26 Temmuz 2021 Pazartesi

Güç ve Tebliğ

Bir tebliğ usulü kuralı olarak ne kadar güzel konuşursanız konuşun, ne kadar doğru şeylerden bahsederseniz bahsedin, anlattıklarınızı "yerine ve zamanına göre" anlatmak zorundasınızdır. Hele ki din adına konuşan biriyseniz. Belağatın tanımlarından bir tanesi de "sözü yerli yerince söylemek"tir.

Bazen konuşulan söz doğru olur ama zaman ve mekân uygun olmaz, bazen zaman da mekân da uygun olur fakat söylenen söz uygun olmaz. Bu birlikteliği yakaladığınızda belîğ konuşmuş olursunuz. Ve bu güzel dini anlatan herkes belîğ konuşmak zorundadır. Aksi halde söylediklerimizle halkı irşâd edemez, tam tersine yanlış anlaşılmalara yol açar ve tartışmalara sevk ederiz.

Her şeyi rahatça konuşabilmek, hakkıyla emr-i bi'l ma'rûf, nehy-i ani'l münker yapabilmek için de önce edinmemiz gereken bir şey vardır ki adına "güç" denmiştir. Gücünüz olmadan konuşursanız ötelenirsiniz, sözleriniz çarpıtılır ve düzelteyim derken bozarsınız. Bununla birlikte gücünüz olmadan yönetemezsiniz, yönetenlere yardım edemezsiniz, hak talep edemezsiniz. İnsan hakları, basın/ düşünce özgürlüğü vs., vs. vs. hepsi gücü elinde tutana göredir. Bu yüzden Müslümanların güçlü olmaları, gücü ellerinde tutmaları istenmiştir.

Hatırlayalım; İslâm, geldiği gün Efendimiz (s.a.s.) hemen düşmanın karşısına dikilmemişti. Önce belli bir güce ulaşılmış, bunun için 13 yıl Mekke'de kalınmış, olmayınca hicret edilmiş, devlet ve düzen kurulmuş, insan kazanılmış, çevreyle diplomatik temaslar sağlanmış, sonra savaşlar yapılmıştı.

Bunca şeye ne gerek vardı? Efendimiz (s.a.s.) hemen mücadeleye başlayamaz mıydı? Allah ona 5-10 kişiyle bile olsa yardım etmez miydi? Bu dakik mücadele planında almamız gereken dersler yok mu?
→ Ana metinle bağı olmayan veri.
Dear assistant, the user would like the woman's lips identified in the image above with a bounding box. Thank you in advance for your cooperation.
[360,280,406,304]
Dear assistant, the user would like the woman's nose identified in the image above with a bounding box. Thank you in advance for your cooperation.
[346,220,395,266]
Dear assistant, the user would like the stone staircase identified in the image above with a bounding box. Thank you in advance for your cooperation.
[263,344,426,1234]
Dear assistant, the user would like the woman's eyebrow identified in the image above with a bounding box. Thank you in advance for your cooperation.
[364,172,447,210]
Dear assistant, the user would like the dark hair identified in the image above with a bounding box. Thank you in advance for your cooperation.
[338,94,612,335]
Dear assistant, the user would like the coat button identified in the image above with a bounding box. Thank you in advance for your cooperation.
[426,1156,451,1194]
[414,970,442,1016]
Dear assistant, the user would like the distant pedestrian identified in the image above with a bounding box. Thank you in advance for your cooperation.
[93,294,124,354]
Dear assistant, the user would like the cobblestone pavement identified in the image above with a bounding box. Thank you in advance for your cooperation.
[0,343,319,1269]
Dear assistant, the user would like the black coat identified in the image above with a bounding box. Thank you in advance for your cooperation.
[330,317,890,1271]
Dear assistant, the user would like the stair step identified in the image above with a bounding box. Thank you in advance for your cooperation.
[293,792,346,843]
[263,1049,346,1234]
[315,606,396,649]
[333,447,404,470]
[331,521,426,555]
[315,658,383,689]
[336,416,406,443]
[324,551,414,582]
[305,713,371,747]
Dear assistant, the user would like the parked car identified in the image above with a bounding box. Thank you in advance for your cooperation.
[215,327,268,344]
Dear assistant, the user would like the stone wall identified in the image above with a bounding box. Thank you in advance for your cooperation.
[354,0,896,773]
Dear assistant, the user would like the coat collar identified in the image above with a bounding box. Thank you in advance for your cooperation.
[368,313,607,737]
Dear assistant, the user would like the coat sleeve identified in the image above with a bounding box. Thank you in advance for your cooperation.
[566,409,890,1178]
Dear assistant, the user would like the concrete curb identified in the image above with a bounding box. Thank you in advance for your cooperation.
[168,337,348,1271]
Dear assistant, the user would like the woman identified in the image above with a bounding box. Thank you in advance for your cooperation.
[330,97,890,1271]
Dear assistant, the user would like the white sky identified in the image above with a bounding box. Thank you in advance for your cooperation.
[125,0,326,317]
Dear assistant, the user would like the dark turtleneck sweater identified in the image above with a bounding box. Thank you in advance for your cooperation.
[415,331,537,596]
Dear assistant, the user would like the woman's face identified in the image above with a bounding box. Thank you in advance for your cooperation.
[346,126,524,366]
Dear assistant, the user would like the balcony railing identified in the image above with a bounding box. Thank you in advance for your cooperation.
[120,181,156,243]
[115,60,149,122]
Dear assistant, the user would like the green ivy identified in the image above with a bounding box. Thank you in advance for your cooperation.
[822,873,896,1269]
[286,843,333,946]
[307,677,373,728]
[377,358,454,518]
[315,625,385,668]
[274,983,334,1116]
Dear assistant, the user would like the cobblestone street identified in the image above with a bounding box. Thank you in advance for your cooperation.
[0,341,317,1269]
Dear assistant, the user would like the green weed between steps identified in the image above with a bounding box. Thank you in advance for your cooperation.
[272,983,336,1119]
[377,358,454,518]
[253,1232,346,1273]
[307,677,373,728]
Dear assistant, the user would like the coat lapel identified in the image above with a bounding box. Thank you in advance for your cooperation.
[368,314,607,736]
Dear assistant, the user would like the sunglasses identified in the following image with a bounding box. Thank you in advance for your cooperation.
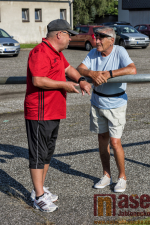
[95,32,112,38]
[61,31,71,37]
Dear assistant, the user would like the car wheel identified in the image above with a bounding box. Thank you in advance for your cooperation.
[85,42,92,51]
[119,40,125,48]
[13,54,19,57]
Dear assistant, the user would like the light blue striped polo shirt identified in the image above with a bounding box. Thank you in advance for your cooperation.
[82,45,133,109]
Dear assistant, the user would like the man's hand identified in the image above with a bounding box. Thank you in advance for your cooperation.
[63,81,79,93]
[80,81,91,95]
[91,71,110,86]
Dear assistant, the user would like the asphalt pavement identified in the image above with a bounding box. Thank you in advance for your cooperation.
[0,47,150,225]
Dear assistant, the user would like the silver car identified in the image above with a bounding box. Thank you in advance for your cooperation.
[0,29,20,57]
[110,25,149,48]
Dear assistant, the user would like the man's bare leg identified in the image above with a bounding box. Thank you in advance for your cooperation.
[110,137,126,180]
[98,132,111,177]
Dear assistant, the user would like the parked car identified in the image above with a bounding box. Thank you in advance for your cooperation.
[100,21,131,26]
[0,29,20,56]
[110,25,149,48]
[69,25,103,51]
[134,24,150,37]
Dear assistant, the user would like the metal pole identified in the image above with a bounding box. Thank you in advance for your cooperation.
[0,74,150,85]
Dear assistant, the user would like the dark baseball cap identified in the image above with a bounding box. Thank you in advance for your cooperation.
[47,19,78,35]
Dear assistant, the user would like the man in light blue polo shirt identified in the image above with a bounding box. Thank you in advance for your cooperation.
[77,27,136,192]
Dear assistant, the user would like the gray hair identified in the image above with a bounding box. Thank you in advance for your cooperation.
[46,31,58,38]
[96,27,116,43]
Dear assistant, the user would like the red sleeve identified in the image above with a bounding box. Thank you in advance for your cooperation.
[28,50,51,77]
[61,52,70,69]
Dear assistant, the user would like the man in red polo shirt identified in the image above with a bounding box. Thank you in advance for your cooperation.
[24,19,91,212]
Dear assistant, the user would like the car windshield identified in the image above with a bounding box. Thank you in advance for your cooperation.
[93,27,103,33]
[0,29,10,38]
[119,26,139,34]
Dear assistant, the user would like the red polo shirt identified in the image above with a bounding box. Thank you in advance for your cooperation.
[24,38,69,120]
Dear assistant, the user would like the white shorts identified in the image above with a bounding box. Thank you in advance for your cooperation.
[90,105,127,138]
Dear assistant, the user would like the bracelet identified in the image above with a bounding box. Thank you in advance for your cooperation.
[109,70,113,78]
[78,77,86,84]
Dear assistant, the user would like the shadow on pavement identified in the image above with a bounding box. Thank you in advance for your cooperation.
[0,141,150,202]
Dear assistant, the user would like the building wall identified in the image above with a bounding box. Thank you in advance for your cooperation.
[118,0,130,22]
[0,1,70,43]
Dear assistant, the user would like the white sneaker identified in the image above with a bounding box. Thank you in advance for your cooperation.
[114,177,127,192]
[30,187,58,202]
[94,175,112,188]
[33,193,58,212]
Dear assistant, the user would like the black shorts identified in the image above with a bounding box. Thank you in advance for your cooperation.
[25,119,60,169]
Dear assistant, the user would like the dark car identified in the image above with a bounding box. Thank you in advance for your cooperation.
[69,25,103,51]
[101,21,131,26]
[0,29,20,56]
[134,24,150,37]
[110,25,149,48]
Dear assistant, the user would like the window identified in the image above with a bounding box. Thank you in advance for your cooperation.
[134,26,139,30]
[60,9,66,20]
[22,9,29,22]
[139,25,147,30]
[80,27,89,33]
[35,9,42,22]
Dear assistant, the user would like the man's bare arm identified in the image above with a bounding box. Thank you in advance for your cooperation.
[32,77,79,93]
[65,65,91,95]
[77,63,137,86]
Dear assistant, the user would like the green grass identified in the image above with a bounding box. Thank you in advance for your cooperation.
[20,43,38,48]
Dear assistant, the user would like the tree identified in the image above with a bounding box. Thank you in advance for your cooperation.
[73,0,118,25]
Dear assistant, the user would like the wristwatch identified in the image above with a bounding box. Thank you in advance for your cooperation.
[78,77,86,84]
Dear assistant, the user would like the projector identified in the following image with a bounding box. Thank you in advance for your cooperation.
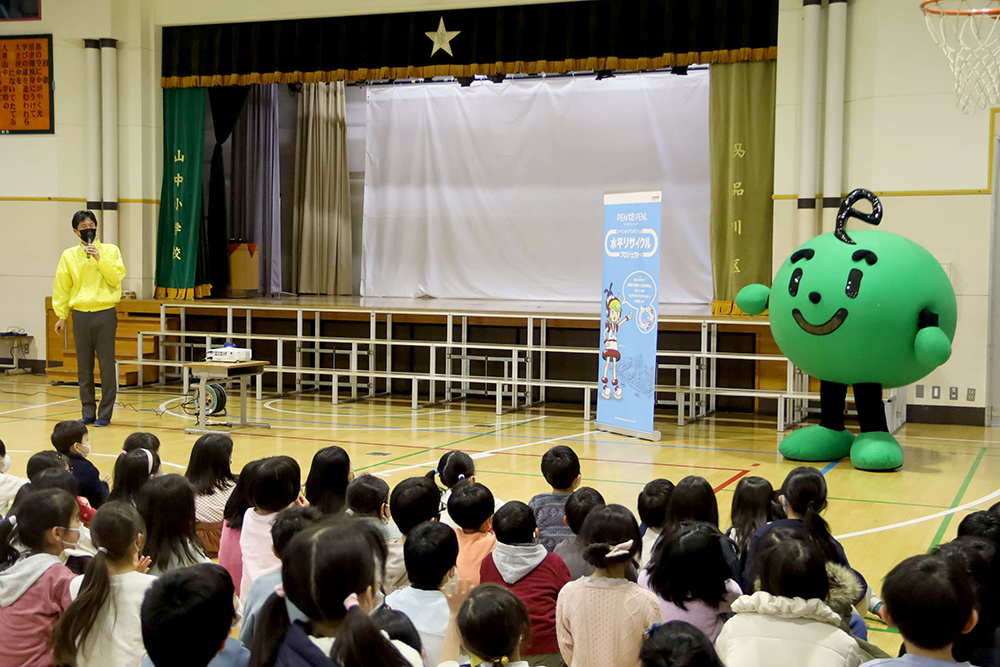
[205,343,251,363]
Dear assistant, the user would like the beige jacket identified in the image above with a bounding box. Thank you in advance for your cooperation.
[715,591,862,667]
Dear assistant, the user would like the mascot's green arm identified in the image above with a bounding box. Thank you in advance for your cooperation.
[913,310,951,368]
[736,284,771,315]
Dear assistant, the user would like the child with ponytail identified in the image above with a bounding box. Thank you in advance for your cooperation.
[250,517,422,667]
[0,489,81,667]
[556,505,662,667]
[52,500,156,667]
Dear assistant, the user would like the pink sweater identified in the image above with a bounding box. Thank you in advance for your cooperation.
[0,563,76,667]
[556,577,661,667]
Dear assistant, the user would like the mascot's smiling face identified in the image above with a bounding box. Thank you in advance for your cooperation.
[769,229,957,387]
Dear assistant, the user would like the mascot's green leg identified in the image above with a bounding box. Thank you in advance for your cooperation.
[778,425,854,461]
[851,431,903,471]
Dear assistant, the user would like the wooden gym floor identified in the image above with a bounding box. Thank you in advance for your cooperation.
[0,376,1000,655]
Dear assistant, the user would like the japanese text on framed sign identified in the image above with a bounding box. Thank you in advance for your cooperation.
[0,35,55,134]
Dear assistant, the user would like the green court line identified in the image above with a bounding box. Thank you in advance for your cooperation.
[927,447,986,553]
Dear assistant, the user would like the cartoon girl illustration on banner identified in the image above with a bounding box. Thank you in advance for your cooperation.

Hâsılı konuşurken ya da bir girişimde bulunurken gerçeklere gözümüzü kapatamayız, içinde yaşadığımız zamanı ve o zamanın insanını tanımak zorundayız. "Kendi devrinin insanını tanımayan cahildir" sözünü unutmamalıyız. Elbet bizim de her şeyi açık açık konuşabileceğimiz zamanlar gelecek. O güne kadar hepimiz kabiliyetimizce çalışmalı ve üzerimize düşenleri eksiksiz yapmalıyız. Belli seviyeler aşılmadan yapılan her girişim/ konuşma güdük kalıyor. Hala bıkmadık mı?

"Düşün söyle kelâmın, muhtasar hem müfîd olsun.

Sözünden, sohbetinden, dinleyenler müstefîd olsun."

Allah bizleri müfîd konuşanlardan eylesin.